Sprinting with bilateral transtibial running-specific prostheses versus biological limbs – are they comparable? Comments on Beck et al . (2022)

Author:

Connick M. J.1,Beckman E. M.2,Tweedy S. M.2ORCID

Affiliation:

1. School of Exercise and Nutrition Sciences, Queensland University of Technology, Queensland, Australia

2. School of Human Movement and Nutrition Sciences, The University of Queensland, Queensland, Australia

Abstract

Since publication of this paper (Royal Society open science, 2022. 9 (1): p. 211799), the authors have published a correction clarifying that the paper presents a case study that ‘… did not meet the definition for research with regard to human subjects'. The data are incorrectly referred to as experimental because the study has no experimental control.

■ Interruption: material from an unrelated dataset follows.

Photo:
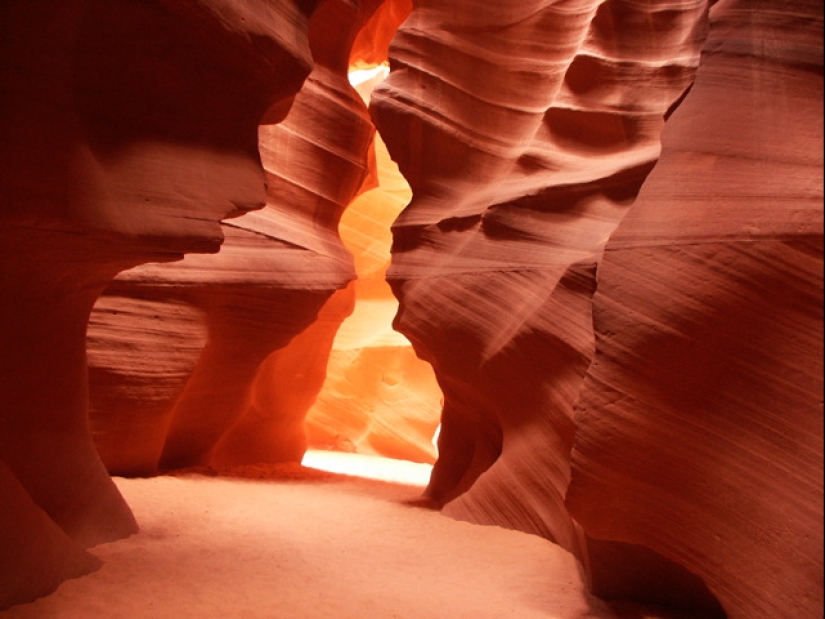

Furthermore, the paper has been presented previously but the version presented here selectively omits several analyses, posing a significant risk of bias. Of the prosthetic-related disadvantages identified by the authors, the most substantive was a 40% increase in time to 20 m (59.5 s.d. below the mean for NA sprinters). However the analysis was incomplete: acceleration modelling for NA sprinters continued up to 98% of maximum velocity, while Fastest BA was truncated at approximately 80%. We extrapolated the model, revealing the duration of maximum acceleration for Fastest BA is approximately 100% longer than NA sprinters. Important differences in Fastest BA contact lengths (0.10–0.15 m) were also identified. We posit that together, these large and important differences in sprint biomechanics and their likely physiological consequences suggest that running with and without prosthetics are so different that, although running times may be similar, the precautionary principle should apply and, in the interests of athletic competition integrity, runners with and without prosthetics should continue to compete separately.

Publisher

The Royal Society

Subject

Multidisciplinary

Reference9 articles.

1. Correction to: ‘Sprinting with prosthetic versus biological legs: insight from experimental data’ (2023) by Beck et al.

2. Court of Arbitration for Sport 2020 Arbitral Award CAS 2020/A/6807 Blake Leeper v International Association of Athletics Federations. Lausanne, Switzerland: TAS CAS. (https://www.tas-cas.org/en/jurisprudence/recent-decisions.html)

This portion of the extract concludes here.